Description from the author's website:
In R. J. Palacio’s bestselling collection of stories Auggie & Me, which expands on characters in Wonder, readers were introduced to Julian’s grandmother, Grandmère. Here, Palacio makes her graphic novel debut with Grandmère’s heartrending story: how she, a young Jewish girl, was hidden by a family in a Nazi-occupied French village during World War II; how the boy she and her classmates once shunned became her savior and best friend.
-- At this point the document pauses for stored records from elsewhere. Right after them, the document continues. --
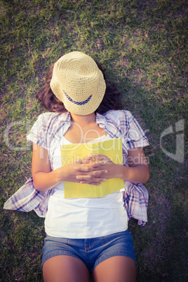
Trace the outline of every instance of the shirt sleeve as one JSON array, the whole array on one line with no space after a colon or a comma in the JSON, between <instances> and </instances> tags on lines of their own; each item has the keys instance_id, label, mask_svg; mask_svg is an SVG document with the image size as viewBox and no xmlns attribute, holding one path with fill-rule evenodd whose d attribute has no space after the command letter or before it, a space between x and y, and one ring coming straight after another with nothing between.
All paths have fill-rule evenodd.
<instances>
[{"instance_id":1,"label":"shirt sleeve","mask_svg":"<svg viewBox=\"0 0 188 282\"><path fill-rule=\"evenodd\" d=\"M47 149L47 130L48 122L44 114L41 114L34 123L30 133L27 136L27 140Z\"/></svg>"},{"instance_id":2,"label":"shirt sleeve","mask_svg":"<svg viewBox=\"0 0 188 282\"><path fill-rule=\"evenodd\" d=\"M126 113L128 115L128 131L126 132L128 149L148 146L149 144L147 137L137 121L130 112L126 111Z\"/></svg>"}]
</instances>

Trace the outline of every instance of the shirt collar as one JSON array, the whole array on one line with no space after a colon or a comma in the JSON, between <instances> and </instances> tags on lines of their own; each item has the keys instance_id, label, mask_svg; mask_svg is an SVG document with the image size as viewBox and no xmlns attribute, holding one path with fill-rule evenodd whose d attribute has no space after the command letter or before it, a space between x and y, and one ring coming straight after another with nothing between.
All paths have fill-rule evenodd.
<instances>
[{"instance_id":1,"label":"shirt collar","mask_svg":"<svg viewBox=\"0 0 188 282\"><path fill-rule=\"evenodd\" d=\"M62 113L59 115L58 119L60 121L71 123L71 114L69 112L65 112L65 113ZM106 122L106 118L105 116L99 113L96 113L96 123L97 124L102 124L105 126Z\"/></svg>"}]
</instances>

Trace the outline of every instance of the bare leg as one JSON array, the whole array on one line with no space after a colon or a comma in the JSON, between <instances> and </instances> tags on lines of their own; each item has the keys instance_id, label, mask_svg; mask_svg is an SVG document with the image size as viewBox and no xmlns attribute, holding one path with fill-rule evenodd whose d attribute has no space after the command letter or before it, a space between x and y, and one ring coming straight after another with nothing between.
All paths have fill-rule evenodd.
<instances>
[{"instance_id":1,"label":"bare leg","mask_svg":"<svg viewBox=\"0 0 188 282\"><path fill-rule=\"evenodd\" d=\"M77 257L57 255L47 260L43 265L45 282L89 282L89 272Z\"/></svg>"},{"instance_id":2,"label":"bare leg","mask_svg":"<svg viewBox=\"0 0 188 282\"><path fill-rule=\"evenodd\" d=\"M135 263L128 257L110 257L95 268L93 279L94 282L135 282Z\"/></svg>"}]
</instances>

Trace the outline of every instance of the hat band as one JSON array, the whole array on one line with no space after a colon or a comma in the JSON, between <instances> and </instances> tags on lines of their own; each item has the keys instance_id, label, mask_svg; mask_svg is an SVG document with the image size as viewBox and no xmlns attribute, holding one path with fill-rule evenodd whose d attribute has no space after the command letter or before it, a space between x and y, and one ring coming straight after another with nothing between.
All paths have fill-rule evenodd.
<instances>
[{"instance_id":1,"label":"hat band","mask_svg":"<svg viewBox=\"0 0 188 282\"><path fill-rule=\"evenodd\" d=\"M72 102L74 104L79 105L87 104L87 102L89 102L90 99L91 98L91 96L92 96L92 95L91 95L90 96L89 96L89 98L88 98L87 100L85 100L85 101L83 101L83 102L76 102L76 101L74 101L74 100L72 100L72 99L64 91L64 90L63 90L62 91L63 91L64 94L65 95L65 96L67 97L67 98L70 102Z\"/></svg>"}]
</instances>

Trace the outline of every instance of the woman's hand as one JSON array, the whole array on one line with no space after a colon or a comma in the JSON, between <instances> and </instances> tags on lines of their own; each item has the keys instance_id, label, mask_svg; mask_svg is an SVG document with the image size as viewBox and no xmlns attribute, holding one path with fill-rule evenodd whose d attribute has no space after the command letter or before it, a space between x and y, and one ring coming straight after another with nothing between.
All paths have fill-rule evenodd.
<instances>
[{"instance_id":1,"label":"woman's hand","mask_svg":"<svg viewBox=\"0 0 188 282\"><path fill-rule=\"evenodd\" d=\"M83 166L78 166L74 168L79 173L76 179L81 184L91 184L97 182L105 182L107 179L120 177L119 166L112 161L105 155L90 154L85 158L84 161L87 163ZM78 161L78 164L80 164ZM89 173L89 171L91 173ZM87 171L87 173L84 173Z\"/></svg>"},{"instance_id":2,"label":"woman's hand","mask_svg":"<svg viewBox=\"0 0 188 282\"><path fill-rule=\"evenodd\" d=\"M107 170L104 168L106 162L103 161L95 161L88 157L79 160L76 163L67 164L56 169L55 173L58 182L68 181L70 182L80 182L87 180L87 183L91 185L100 185L101 182L106 181L104 175ZM81 175L80 173L81 172Z\"/></svg>"},{"instance_id":3,"label":"woman's hand","mask_svg":"<svg viewBox=\"0 0 188 282\"><path fill-rule=\"evenodd\" d=\"M132 149L128 152L128 163L129 166L114 163L107 156L100 154L90 154L86 159L98 160L99 163L103 161L102 167L99 165L95 169L100 171L100 178L121 178L124 180L134 183L146 183L149 178L149 168L145 153L141 147ZM94 169L94 168L93 168ZM102 175L102 170L107 173ZM77 179L81 180L81 184L90 184L95 181L94 175L84 175L84 168L81 166L77 168L79 174ZM94 177L94 178L93 178Z\"/></svg>"}]
</instances>

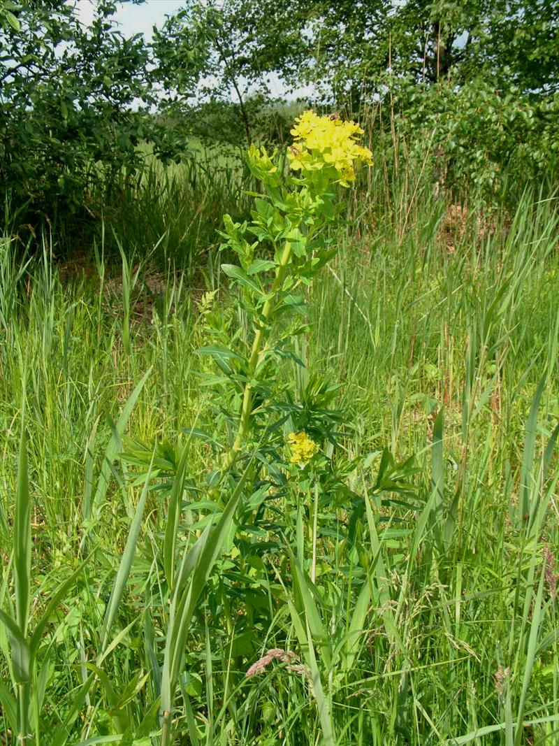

Then there is the last section, when the book returns to Julian and his grandmère. Sara hangs up from her call with Julian after telling him that people fail to learn from history and they stand around when they could join together and fight back against injustices. Picking up a newspaper, she is overwhelmed by the headlines. Somehow this author has equated the graphic slaughter of six million people during the Holocaust with Former President Trump's policies. In a single panel of her book, she shoves a bold political statement into faces of her readers. Suddenly building a wall, separating immigrant children from their parents, anti-semitism and "Islamophobia" are all blamed on a single person without any consideration of context. The "oppression" of other groups is also called into question in a protest. It is a call to action, entirely promoted by the author. While she doesn't promote it, she also does not draw the line between protests and rioting.
I can say that I didn't like the original Wonder story, but White Bird would have been fine (though not at all original); unfortunately, the inclusion of current politics really ruined it for me. In the back material following the story, another author even makes a statement that whether the reader agrees with Palacio's partisan depiction of current events, you must agree to her conclusions.